Reinforcement Learning: Maze Solving

Keywords: Xamarin.Forms, Device.StartTimer, OrderByDescending, Reinforcement Learning, Maze Solving, Q-Learning, Sarsa, ε-greedy strategy, Boltzmann exploration


I developed a Xamarin.Forms app that solves simple mazes with reinforcement learning algorithms.  The source code is here.
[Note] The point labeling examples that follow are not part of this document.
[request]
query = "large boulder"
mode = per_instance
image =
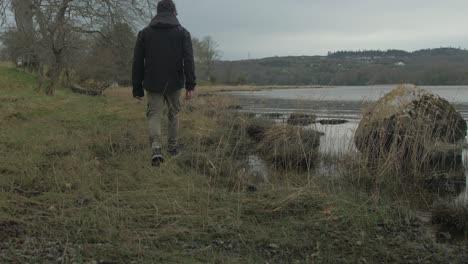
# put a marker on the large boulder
(411, 128)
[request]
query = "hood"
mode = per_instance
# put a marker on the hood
(165, 20)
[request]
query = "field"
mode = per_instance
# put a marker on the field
(76, 186)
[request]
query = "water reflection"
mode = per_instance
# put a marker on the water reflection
(344, 103)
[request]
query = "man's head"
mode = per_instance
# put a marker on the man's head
(167, 6)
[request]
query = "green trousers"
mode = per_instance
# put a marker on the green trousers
(154, 113)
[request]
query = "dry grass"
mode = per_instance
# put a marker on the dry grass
(76, 185)
(127, 91)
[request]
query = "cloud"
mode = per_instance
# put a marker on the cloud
(312, 27)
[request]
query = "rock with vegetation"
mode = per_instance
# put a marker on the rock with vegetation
(411, 128)
(301, 119)
(290, 147)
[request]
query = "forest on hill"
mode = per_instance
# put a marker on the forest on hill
(441, 66)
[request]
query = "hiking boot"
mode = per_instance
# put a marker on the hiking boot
(157, 157)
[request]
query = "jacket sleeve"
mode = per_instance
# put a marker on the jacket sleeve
(138, 69)
(189, 63)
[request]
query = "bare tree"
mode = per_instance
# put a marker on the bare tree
(206, 53)
(58, 22)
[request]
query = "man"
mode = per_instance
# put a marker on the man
(163, 64)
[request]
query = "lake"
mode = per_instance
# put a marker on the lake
(344, 102)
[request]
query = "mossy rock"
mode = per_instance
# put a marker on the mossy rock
(407, 126)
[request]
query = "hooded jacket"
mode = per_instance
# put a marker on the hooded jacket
(163, 57)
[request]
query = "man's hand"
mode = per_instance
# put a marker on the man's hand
(188, 95)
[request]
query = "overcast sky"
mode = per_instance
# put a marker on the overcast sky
(264, 28)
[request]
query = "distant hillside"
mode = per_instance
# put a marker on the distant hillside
(442, 66)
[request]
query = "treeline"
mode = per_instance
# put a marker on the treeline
(81, 42)
(443, 66)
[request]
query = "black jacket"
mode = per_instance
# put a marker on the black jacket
(163, 60)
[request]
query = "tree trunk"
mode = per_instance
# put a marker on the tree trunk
(24, 15)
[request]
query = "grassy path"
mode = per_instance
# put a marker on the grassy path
(76, 187)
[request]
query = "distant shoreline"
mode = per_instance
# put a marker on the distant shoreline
(253, 88)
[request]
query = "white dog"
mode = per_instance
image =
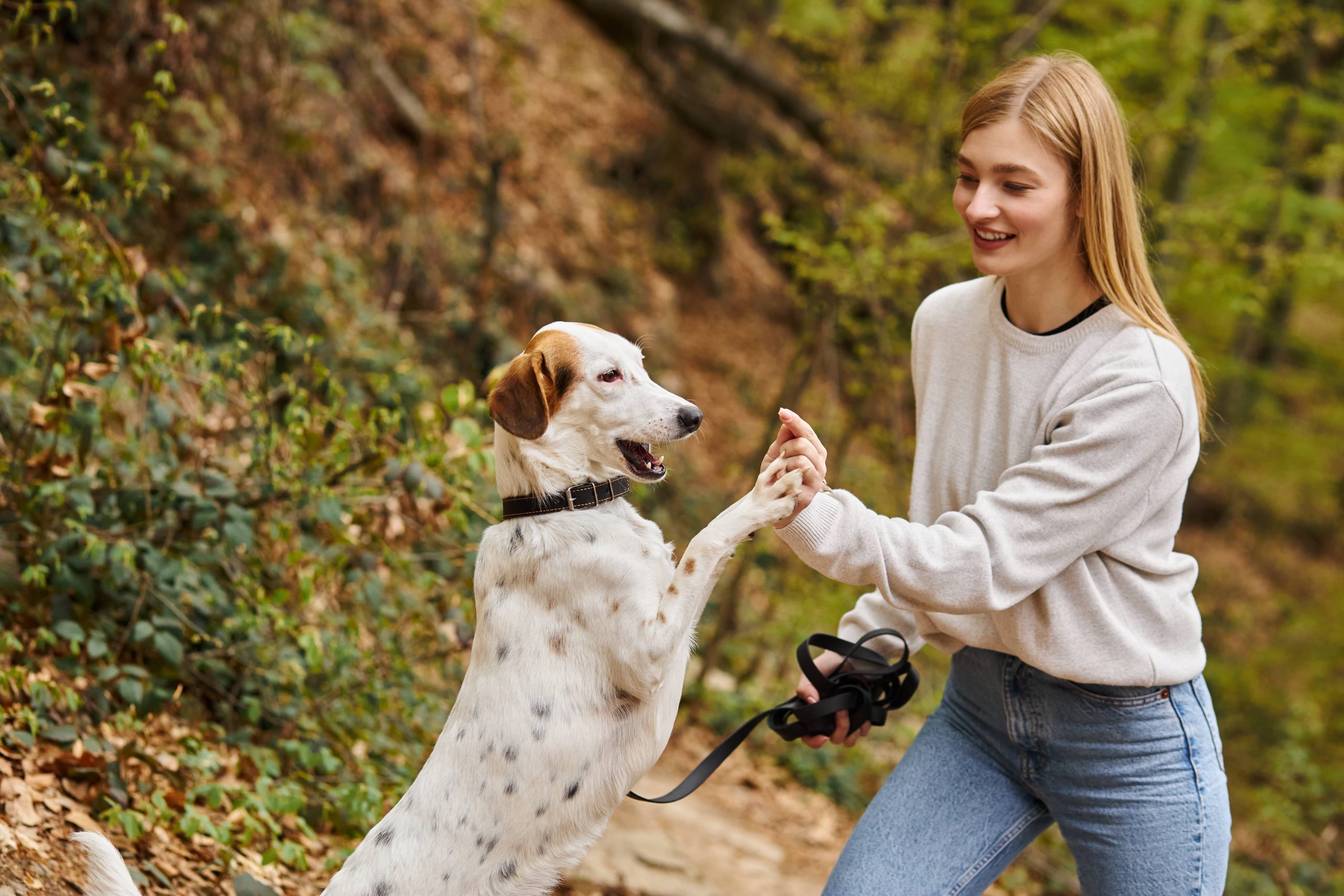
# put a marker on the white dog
(584, 630)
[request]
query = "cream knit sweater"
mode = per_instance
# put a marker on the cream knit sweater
(1047, 491)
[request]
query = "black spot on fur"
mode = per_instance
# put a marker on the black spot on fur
(624, 704)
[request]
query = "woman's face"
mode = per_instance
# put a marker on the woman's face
(1015, 198)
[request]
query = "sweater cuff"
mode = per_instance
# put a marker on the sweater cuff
(810, 530)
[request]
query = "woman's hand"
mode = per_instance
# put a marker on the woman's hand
(797, 442)
(827, 662)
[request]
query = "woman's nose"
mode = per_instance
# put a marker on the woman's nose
(983, 206)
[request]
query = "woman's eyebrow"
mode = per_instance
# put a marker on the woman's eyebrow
(1002, 168)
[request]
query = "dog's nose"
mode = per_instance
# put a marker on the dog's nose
(690, 418)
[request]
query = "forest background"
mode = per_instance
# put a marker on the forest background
(257, 261)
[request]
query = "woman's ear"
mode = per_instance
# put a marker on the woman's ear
(518, 402)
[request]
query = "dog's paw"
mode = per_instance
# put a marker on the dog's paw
(776, 493)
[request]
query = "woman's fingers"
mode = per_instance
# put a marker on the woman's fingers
(773, 452)
(812, 479)
(804, 448)
(802, 429)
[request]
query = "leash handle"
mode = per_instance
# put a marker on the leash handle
(867, 693)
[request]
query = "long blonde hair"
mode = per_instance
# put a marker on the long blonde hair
(1066, 104)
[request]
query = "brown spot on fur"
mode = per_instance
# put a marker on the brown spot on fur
(531, 390)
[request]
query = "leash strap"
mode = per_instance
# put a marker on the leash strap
(869, 688)
(577, 498)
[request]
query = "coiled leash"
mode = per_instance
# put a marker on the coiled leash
(869, 688)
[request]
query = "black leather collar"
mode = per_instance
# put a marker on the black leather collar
(577, 498)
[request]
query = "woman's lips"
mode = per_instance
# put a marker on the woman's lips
(990, 245)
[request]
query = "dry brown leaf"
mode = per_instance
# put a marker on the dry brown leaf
(96, 371)
(81, 392)
(22, 810)
(87, 821)
(41, 781)
(42, 416)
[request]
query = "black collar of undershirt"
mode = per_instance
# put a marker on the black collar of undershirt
(1073, 321)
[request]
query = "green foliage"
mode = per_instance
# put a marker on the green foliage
(237, 487)
(224, 480)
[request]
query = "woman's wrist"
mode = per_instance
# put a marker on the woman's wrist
(803, 503)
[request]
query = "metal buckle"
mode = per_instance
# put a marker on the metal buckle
(569, 493)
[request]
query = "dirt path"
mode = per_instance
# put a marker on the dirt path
(749, 828)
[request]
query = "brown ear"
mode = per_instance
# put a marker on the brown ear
(518, 400)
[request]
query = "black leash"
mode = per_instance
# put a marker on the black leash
(869, 688)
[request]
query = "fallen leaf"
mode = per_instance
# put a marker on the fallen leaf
(42, 416)
(96, 371)
(81, 392)
(85, 821)
(20, 809)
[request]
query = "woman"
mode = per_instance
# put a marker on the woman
(1058, 421)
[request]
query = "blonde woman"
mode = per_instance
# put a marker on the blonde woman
(1058, 421)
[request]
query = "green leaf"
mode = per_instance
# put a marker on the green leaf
(59, 734)
(131, 691)
(69, 630)
(169, 647)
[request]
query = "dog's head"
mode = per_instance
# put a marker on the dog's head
(585, 394)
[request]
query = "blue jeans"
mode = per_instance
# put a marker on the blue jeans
(1133, 777)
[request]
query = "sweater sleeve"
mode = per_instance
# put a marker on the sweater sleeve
(1085, 488)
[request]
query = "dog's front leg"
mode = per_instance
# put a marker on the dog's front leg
(652, 645)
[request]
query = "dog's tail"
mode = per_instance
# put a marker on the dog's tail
(108, 873)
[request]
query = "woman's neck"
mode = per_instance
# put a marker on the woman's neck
(1047, 297)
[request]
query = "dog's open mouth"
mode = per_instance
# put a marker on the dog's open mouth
(642, 461)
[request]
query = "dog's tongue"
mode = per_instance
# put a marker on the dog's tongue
(640, 456)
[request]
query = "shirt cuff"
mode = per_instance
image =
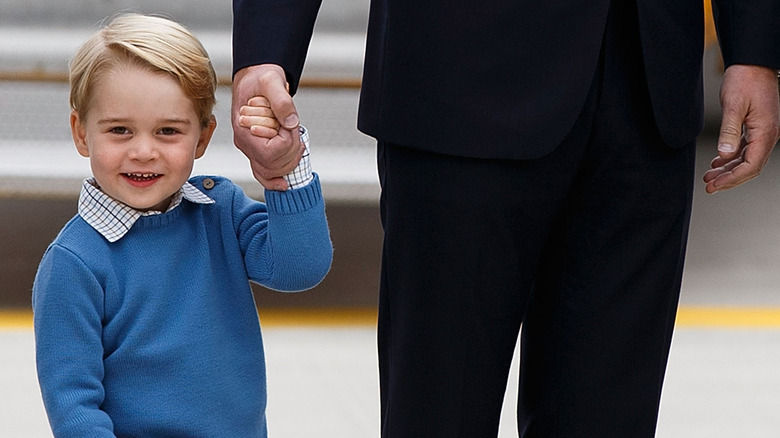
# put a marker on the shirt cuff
(302, 175)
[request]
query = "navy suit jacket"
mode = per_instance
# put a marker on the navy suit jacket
(505, 79)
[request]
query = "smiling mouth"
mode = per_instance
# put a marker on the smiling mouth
(142, 176)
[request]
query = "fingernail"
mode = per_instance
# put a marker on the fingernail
(726, 148)
(291, 121)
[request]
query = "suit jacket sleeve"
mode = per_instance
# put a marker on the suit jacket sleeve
(748, 31)
(275, 32)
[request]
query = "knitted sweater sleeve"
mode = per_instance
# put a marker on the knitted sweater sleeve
(292, 251)
(68, 308)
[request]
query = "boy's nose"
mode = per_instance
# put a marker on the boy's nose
(143, 150)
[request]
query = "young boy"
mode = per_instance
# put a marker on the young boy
(145, 322)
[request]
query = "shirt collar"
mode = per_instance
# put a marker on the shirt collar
(113, 219)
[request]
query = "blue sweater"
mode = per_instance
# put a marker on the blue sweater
(157, 334)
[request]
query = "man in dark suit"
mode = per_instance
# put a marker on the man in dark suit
(536, 164)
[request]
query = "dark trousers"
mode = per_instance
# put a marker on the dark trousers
(584, 248)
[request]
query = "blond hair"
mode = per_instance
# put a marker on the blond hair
(151, 42)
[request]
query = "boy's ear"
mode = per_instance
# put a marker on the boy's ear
(79, 133)
(205, 137)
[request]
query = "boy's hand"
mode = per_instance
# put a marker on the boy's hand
(258, 116)
(270, 158)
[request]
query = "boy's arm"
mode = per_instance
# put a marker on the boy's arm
(286, 244)
(67, 306)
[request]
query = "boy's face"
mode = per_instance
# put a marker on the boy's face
(142, 136)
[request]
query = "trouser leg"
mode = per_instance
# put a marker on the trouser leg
(462, 242)
(596, 336)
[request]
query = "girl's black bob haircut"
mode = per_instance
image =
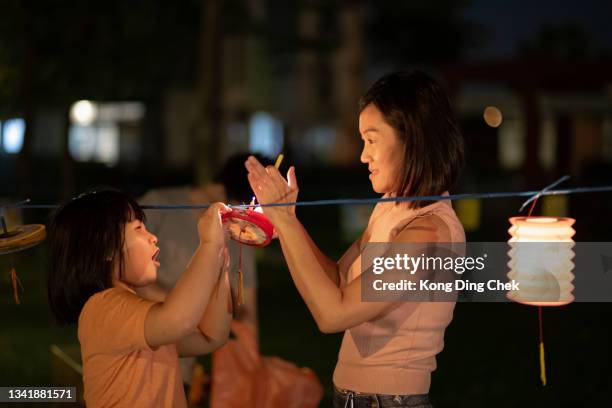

The screen shot just after launching the app.


MainPage.xaml
Designed the screen layout with 1 column and 5 rows Grid.  From the upper row, App title, some Buttons to control the reinforcement learning, main area displaying the maze, and two data displaying areas for debug.

MazeData.cs
Defined the "Route" class for modeling mazes.  The "SetStateGrid" method creates and displays a maze by setting BoxViews in Grid layout.  And also, this method sets start cell of the maze, sets Grid cell color, and places some Labels.

MainPage.xaml.cs
Defined the "State" and "Action" class for states and actions of reinforcement learning.  The "Learning" and "IntervalLearningWithActionBlink" method basically iterate actions and Q-value updates.  They seem to be a little bit complicated, because they include the process to display every five seconds the maze solving try and error of the reinforcement learning.
  The "Learning" method executes the "IntervalLearningWithActionBlink" method every five seconds, and iterates the learning "Iterations(=1000)" times.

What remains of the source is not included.